There are clear parallels to be drawn between current developments and the world's first oil crisis 50 years ago back in October 1973. However, the global economy is unlikely to suffer from an Arab embargo in quite the same way as it did then – which saw crude oil prices rising by nearly 300%. But it would be a mistake to downplay the chances of oil prices remaining higher for longer – particularly with OPEC+ countries cutting their oil quotas.

The situation is stable for now. For the oil market, everything depends on how Israel responds to Hamas… and to Iran, which has a great deal of influence over the Palestinian political and militant organisation and provides a significant chunk of its funding.

A very different set of circumstances characterised the October 1973 crisis, with Arab countries attacking Israel in unison. Currently, Egypt, Jordan, Syria, Saudi Arabia and the rest of the Arab world are watching from the sidelines and not getting involved. Furthermore, in October 1973, oil demand was surging and the world had exhausted its spare production capacity. Today, consumption has moderated and is likely to slow further as the energy transition gets underway.

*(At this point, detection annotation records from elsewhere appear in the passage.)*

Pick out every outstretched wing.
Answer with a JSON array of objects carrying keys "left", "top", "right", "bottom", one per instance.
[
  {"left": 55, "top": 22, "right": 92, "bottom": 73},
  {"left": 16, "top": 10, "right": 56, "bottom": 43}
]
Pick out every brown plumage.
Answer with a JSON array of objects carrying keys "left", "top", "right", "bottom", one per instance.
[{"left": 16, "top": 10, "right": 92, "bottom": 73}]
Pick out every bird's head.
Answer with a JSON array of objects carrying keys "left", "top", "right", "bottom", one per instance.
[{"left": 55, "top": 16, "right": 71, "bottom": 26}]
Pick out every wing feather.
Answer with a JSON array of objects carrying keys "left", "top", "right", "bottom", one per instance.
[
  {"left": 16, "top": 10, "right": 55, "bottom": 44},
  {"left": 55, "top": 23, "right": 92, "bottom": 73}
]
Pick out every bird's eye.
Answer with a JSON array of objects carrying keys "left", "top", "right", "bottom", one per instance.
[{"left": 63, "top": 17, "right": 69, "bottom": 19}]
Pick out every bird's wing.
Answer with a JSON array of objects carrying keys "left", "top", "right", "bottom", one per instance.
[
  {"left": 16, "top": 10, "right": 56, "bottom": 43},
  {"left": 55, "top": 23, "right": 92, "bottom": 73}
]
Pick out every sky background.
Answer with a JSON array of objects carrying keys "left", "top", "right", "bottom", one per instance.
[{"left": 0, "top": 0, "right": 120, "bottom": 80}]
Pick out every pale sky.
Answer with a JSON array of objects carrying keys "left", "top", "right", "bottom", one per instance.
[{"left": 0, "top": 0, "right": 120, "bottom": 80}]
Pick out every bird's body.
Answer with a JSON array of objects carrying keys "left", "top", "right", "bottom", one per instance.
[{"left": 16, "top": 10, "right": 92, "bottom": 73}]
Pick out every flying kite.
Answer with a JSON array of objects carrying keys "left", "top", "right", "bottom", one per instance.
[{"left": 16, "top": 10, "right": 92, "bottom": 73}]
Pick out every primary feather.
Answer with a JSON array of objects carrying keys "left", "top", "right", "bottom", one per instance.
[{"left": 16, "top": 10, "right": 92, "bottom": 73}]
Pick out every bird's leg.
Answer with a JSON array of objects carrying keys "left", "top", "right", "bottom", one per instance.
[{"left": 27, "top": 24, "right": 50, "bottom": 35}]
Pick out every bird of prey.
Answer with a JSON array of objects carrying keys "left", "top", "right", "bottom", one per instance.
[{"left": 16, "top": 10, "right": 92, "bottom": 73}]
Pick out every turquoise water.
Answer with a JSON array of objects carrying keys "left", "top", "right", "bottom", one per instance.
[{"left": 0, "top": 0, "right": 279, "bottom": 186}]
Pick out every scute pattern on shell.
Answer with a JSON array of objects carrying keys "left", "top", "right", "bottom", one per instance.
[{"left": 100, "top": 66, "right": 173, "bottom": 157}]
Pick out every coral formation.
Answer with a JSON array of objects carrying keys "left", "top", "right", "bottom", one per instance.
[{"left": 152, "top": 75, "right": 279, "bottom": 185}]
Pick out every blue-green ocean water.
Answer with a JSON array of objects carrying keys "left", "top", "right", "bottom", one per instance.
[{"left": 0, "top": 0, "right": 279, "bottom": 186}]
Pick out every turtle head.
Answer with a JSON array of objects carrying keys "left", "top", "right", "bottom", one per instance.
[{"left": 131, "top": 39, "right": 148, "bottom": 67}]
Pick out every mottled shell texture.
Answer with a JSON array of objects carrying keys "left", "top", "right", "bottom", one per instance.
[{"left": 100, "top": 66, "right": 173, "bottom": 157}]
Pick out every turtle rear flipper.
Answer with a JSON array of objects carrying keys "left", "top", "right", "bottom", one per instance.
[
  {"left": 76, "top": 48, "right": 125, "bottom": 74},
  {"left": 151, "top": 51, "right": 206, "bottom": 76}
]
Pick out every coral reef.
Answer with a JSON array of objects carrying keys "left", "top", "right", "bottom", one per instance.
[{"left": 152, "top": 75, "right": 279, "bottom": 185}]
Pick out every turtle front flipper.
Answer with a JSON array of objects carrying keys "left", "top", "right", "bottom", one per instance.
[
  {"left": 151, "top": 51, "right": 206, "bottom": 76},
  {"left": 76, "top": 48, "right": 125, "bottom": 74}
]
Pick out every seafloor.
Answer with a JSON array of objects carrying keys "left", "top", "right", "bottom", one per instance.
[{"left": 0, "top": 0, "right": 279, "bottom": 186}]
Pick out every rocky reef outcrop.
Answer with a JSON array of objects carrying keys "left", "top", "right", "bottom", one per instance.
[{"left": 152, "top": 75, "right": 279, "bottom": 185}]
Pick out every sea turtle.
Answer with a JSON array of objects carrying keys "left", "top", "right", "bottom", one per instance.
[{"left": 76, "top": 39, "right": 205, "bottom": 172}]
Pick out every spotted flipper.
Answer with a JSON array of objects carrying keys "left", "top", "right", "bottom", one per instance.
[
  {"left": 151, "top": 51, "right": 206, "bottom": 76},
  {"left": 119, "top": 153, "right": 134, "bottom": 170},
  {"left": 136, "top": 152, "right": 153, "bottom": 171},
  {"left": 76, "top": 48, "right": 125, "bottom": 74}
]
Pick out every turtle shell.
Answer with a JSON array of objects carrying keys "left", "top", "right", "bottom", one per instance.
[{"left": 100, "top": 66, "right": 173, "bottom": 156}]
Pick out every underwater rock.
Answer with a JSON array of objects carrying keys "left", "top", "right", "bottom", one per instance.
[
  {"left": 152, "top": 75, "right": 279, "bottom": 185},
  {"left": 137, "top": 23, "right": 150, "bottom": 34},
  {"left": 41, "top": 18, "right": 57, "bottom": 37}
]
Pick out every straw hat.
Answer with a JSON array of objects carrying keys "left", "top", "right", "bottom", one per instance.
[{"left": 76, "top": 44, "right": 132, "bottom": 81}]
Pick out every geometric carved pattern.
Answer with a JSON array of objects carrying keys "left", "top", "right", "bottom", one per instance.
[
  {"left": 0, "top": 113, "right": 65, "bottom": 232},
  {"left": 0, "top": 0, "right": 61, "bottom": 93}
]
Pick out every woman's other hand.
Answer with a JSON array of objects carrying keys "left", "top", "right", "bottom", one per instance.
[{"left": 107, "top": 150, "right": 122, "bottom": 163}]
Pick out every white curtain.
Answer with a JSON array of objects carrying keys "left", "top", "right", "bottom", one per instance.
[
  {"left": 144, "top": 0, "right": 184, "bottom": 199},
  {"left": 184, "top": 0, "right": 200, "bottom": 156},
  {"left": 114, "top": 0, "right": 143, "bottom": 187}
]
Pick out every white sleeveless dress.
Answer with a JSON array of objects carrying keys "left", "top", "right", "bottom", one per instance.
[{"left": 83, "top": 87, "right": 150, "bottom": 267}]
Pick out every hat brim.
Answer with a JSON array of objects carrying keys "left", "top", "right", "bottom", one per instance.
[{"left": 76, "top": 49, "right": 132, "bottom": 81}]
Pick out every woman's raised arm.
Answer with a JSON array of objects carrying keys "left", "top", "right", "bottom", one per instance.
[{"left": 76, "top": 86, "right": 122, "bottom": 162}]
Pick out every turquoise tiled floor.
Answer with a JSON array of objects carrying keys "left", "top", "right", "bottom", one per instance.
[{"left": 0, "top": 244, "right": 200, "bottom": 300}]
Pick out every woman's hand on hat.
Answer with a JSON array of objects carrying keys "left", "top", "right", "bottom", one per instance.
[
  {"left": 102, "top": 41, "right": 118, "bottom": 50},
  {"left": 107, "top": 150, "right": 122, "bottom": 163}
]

Another factor in the overall equation is that Saudi Arabia and the United Arab Emirates have significant spare capacity, and that serves to curb prices. Indeed, OPEC is not trying to boost prices aggressively: it is quite content for prices to hover between US$85 and US$100 a barrel. Prior to the October 1973 embargo, OPEC countries unilaterally hiked the official petroleum prices by some 70%. The embargo may be what sticks in people’s minds about the crisis… but the price hike was just as critical.

Putin stands to benefit from war in the Middle East

Uncertainty is the byproduct of any confrontation. There is still a chance that the oil markets will end up being impacted for the remainder of 2023 and part of next year. Immediate repercussions will be felt if Israel concludes that Hamas acted on instructions from Teheran. That would push oil prices up significantly. In 2019, Iran demonstrated, through Yemeni proxies, that it is able to knock down a significant chunk of Saudi oil production capacity. So it could do that again in retaliation if it finds itself under attack by Israel or the US.

Currently, any one of a number of scenarios is possible, and any escalation could easily push oil prices up to US$100 a barrel and beyond. It goes without saying that Moscow will be monitoring events closely – Putin stands to benefit from any Middle East crisis. The US enforcing sanctions against Iran would create an opening for Russia’s own sanctioned barrels, and it could both win market share and achieve higher prices.

Without immediate diplomacy, oil prices could surge, affecting inflation and shaping central bankers’ monetary policy. The US, for example, is sure to tap into its Strategic Petroleum Reserves to limit any impact on its gasoline prices – even though inventories are at their lowest in 40 years. Things are not quite as bad as they were in 1973, but they could turn ugly if diplomacy fails.

It’s a human tragedy, but is it an economic event?

There are no guarantees that the current mood in the stock market will improve any time soon as events continue to unfold in the Middle East. But it is always important to bear in mind that volatility creates a compelling buying opportunity – in both stocks and bonds. A combination of fundamentals – the general state of the economy, corporate earnings and interest rates – will be what determines the direction of the markets over the coming months... not simply what month of the year we are in. Confrontation and armed conflict are inevitably a source of volatility and weakness (at least for a while). But, tragic though the current situation may be in so many ways, the war between Hamas and Israel is not in itself a reason to sell stocks.